Macklin call for child care duplication risks increased costs to parents
“Labor’s latest demands on child care highlight, yet again, that it has no idea about child care safety, quality and the responsibilities of the Commonwealth and State Governments,” Minister for Families, Community Services and Indigenous Affairs, Mal Brough, said today.
“In calling for “safety” to be “put back” into the child care accreditation system, Labor’s Jenny Macklin ignores the fact that no service can even apply to be accredited without first having a state-issued license and that state licensing covers issues of child safety and protection.
“Ms Macklin should know that.
“What Jenny Macklin is proposing is to duplicate state licensing and regulation in the accreditation system.
“Our improvements to child care accreditation are about strengthening the system and reducing duplication.
“Labor’s approach is to duplicate a system already in place in states and territories – a move which would only increase compliance costs, increase bureaucracy for providers and, as a result, lead to higher fees for parents, possible buck-passing and confusion.

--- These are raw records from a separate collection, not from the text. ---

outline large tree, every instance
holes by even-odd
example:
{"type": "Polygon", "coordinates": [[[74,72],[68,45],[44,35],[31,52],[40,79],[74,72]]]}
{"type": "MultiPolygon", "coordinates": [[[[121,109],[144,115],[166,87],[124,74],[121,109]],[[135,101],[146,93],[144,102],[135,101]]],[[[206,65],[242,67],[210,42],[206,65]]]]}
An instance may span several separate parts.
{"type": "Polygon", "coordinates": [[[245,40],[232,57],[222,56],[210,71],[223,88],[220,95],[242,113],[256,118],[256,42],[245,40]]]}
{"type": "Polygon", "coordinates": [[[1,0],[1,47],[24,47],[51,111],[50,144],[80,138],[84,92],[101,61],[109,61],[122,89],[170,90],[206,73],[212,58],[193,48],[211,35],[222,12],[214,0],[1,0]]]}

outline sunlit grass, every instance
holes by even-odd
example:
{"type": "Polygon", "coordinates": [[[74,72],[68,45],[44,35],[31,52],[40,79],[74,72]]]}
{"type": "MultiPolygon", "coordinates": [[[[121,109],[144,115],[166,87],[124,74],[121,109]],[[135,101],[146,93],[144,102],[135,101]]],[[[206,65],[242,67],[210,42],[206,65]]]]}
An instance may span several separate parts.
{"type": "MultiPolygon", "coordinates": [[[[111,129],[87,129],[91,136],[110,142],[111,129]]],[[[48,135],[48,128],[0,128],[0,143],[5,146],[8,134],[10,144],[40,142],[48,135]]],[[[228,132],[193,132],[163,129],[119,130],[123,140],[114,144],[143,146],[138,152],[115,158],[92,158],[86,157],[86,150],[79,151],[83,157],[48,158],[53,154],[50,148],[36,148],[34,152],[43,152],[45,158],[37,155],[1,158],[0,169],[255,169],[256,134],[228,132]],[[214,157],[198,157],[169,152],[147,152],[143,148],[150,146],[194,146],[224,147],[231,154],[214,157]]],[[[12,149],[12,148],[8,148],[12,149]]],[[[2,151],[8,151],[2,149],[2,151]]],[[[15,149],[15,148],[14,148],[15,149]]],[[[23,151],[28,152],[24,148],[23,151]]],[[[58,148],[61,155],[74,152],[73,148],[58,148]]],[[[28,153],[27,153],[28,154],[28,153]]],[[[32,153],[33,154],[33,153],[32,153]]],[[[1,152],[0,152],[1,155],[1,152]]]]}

“While claiming she wants higher quality child care, Ms Macklin would rather maintain the current accreditation pass mark of 50 per cent rather than follow the new system which would require a simpler 100 per cent pass/fail criteria for quality.

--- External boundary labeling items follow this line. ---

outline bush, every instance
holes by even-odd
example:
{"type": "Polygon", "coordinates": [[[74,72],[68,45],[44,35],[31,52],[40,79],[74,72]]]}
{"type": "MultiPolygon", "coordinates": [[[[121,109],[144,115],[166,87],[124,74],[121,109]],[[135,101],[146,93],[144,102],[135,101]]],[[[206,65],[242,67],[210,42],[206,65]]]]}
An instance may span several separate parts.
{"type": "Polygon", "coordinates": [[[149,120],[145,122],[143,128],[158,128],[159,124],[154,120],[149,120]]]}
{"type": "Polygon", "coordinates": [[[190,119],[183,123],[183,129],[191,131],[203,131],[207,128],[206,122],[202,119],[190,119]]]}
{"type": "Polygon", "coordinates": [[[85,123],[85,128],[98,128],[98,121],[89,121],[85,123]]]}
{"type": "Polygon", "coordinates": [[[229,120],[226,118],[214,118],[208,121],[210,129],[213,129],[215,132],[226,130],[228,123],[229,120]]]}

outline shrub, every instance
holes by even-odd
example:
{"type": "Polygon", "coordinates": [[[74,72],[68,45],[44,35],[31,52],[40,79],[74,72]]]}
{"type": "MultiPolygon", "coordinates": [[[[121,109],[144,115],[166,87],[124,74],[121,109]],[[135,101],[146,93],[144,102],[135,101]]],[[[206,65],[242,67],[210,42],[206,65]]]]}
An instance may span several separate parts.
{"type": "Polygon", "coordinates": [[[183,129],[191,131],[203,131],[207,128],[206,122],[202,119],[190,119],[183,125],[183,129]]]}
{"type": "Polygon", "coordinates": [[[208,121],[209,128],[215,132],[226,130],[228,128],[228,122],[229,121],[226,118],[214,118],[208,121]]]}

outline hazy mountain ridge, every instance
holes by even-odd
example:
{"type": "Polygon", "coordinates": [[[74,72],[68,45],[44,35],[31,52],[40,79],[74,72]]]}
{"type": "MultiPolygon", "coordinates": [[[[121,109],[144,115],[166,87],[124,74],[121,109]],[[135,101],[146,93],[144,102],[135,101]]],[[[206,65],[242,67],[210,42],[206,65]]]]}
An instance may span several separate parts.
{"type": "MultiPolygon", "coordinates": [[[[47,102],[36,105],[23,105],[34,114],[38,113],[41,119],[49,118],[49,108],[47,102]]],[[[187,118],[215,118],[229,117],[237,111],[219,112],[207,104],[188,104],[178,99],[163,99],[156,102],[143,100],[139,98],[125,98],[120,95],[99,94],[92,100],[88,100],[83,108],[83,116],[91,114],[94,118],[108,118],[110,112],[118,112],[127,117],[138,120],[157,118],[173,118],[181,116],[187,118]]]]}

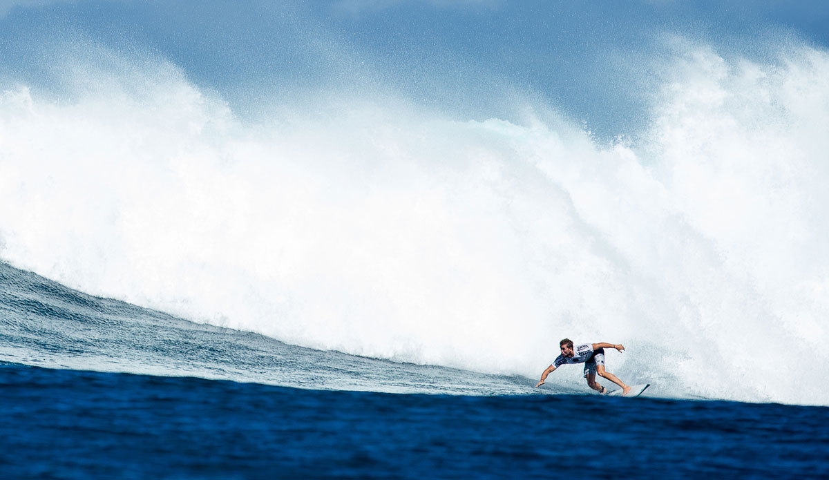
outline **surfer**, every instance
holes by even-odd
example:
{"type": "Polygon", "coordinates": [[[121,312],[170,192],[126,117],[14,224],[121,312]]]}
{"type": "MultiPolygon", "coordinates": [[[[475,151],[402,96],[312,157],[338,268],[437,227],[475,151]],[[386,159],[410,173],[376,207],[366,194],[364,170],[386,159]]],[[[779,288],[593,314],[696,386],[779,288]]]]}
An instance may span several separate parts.
{"type": "Polygon", "coordinates": [[[587,385],[590,385],[590,388],[593,390],[600,394],[607,393],[607,389],[599,385],[599,382],[596,381],[596,374],[598,373],[599,376],[606,378],[622,387],[623,395],[628,395],[630,391],[630,386],[625,385],[615,375],[604,370],[604,349],[615,348],[619,352],[624,352],[624,346],[621,343],[618,345],[604,342],[584,343],[577,345],[574,349],[573,341],[570,338],[565,338],[560,342],[560,345],[561,346],[561,355],[558,356],[553,361],[553,364],[544,371],[544,373],[541,374],[541,381],[538,382],[538,385],[536,385],[536,387],[544,385],[544,381],[547,378],[547,376],[562,365],[567,363],[584,363],[584,378],[587,379],[587,385]]]}

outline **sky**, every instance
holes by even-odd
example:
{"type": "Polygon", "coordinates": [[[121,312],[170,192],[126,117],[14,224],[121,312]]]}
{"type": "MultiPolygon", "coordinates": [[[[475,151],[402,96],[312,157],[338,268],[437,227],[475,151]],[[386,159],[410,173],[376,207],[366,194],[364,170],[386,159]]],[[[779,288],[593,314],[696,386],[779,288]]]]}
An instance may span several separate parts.
{"type": "Polygon", "coordinates": [[[96,43],[172,62],[241,116],[350,90],[476,119],[545,104],[613,138],[642,126],[676,38],[764,57],[792,38],[827,46],[827,19],[829,3],[778,0],[12,0],[0,79],[46,85],[67,46],[96,43]]]}

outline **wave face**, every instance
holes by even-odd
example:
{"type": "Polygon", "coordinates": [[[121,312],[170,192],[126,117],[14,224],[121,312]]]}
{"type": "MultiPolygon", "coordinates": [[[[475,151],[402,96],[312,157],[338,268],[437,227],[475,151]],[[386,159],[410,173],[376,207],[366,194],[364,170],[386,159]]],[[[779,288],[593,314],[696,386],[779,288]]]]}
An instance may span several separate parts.
{"type": "MultiPolygon", "coordinates": [[[[536,377],[561,337],[622,342],[608,370],[628,383],[829,405],[812,367],[829,361],[824,47],[667,32],[611,51],[610,36],[587,73],[550,61],[553,91],[536,81],[552,51],[519,51],[511,77],[487,63],[514,33],[363,37],[361,19],[409,3],[283,7],[273,37],[221,24],[201,51],[139,32],[128,6],[114,27],[70,22],[89,5],[2,20],[3,261],[313,349],[536,377]],[[579,82],[599,67],[618,75],[579,82]]],[[[463,8],[514,7],[419,8],[473,28],[463,8]]]]}

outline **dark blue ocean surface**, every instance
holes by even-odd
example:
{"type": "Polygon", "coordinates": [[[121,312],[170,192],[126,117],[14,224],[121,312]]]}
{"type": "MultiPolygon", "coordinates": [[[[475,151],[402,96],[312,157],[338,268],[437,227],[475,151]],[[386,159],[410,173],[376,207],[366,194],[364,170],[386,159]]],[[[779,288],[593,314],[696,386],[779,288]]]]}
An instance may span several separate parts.
{"type": "Polygon", "coordinates": [[[829,408],[313,390],[4,364],[3,478],[829,477],[829,408]]]}

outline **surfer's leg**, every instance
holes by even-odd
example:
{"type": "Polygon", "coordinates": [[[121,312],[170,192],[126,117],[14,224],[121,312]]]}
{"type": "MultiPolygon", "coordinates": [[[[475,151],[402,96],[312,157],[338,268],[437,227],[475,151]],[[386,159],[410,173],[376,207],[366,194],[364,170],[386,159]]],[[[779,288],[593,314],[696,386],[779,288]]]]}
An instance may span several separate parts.
{"type": "Polygon", "coordinates": [[[596,364],[587,362],[584,364],[584,378],[587,379],[587,385],[593,390],[602,393],[602,385],[596,381],[596,364]]]}
{"type": "Polygon", "coordinates": [[[626,395],[630,391],[630,387],[625,385],[623,381],[618,379],[615,375],[610,373],[609,371],[605,371],[604,365],[597,365],[596,371],[599,372],[599,376],[602,378],[606,378],[610,381],[615,383],[616,385],[622,387],[622,395],[626,395]]]}

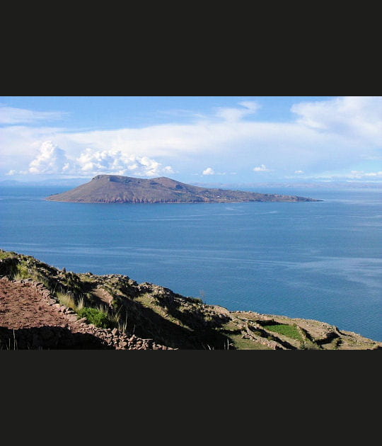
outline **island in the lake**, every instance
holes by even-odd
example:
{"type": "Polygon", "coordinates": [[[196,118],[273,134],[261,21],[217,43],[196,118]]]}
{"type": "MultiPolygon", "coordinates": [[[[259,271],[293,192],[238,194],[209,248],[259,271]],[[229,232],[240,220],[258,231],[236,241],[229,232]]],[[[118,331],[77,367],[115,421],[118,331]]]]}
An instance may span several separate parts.
{"type": "Polygon", "coordinates": [[[91,181],[46,200],[91,203],[218,203],[248,201],[306,202],[313,198],[212,189],[180,183],[162,176],[137,178],[119,175],[98,175],[91,181]]]}

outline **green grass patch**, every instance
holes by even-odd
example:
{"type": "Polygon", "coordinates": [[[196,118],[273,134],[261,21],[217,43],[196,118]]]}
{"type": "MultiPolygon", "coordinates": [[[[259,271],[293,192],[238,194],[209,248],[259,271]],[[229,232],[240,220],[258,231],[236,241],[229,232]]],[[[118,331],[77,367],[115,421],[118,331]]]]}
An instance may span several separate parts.
{"type": "Polygon", "coordinates": [[[15,279],[20,280],[21,279],[28,279],[31,277],[31,274],[29,272],[28,266],[23,263],[19,263],[16,267],[17,271],[15,275],[15,279]]]}
{"type": "Polygon", "coordinates": [[[0,250],[0,260],[2,260],[3,258],[8,258],[8,257],[12,257],[11,253],[8,251],[3,251],[2,249],[0,250]]]}
{"type": "Polygon", "coordinates": [[[292,339],[296,339],[301,342],[303,341],[297,327],[293,325],[288,325],[286,324],[274,324],[267,325],[265,328],[270,331],[279,333],[284,336],[291,338],[292,339]]]}
{"type": "Polygon", "coordinates": [[[110,319],[109,315],[97,308],[84,307],[78,311],[80,317],[86,317],[91,324],[100,328],[114,328],[115,324],[110,319]]]}
{"type": "Polygon", "coordinates": [[[232,334],[229,336],[229,338],[238,350],[272,350],[270,347],[255,342],[252,339],[242,338],[241,334],[232,334]]]}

“The fact is that Jenny Macklin is deliberately misleading people for her own political purposes. She must know that states have always licensed child care centres and that they have primary responsibility for the health and safety of children in child care.
“If Ms Macklin genuinely believes that her Labor colleagues have failed, she should show some courage and say so.
“The fact that she is not taking on the states on the issue exposes her real motive; trying to score political points by scaring parents.
“No one who engages in such appalling behaviour deserves to be in a position of responsibility in government.”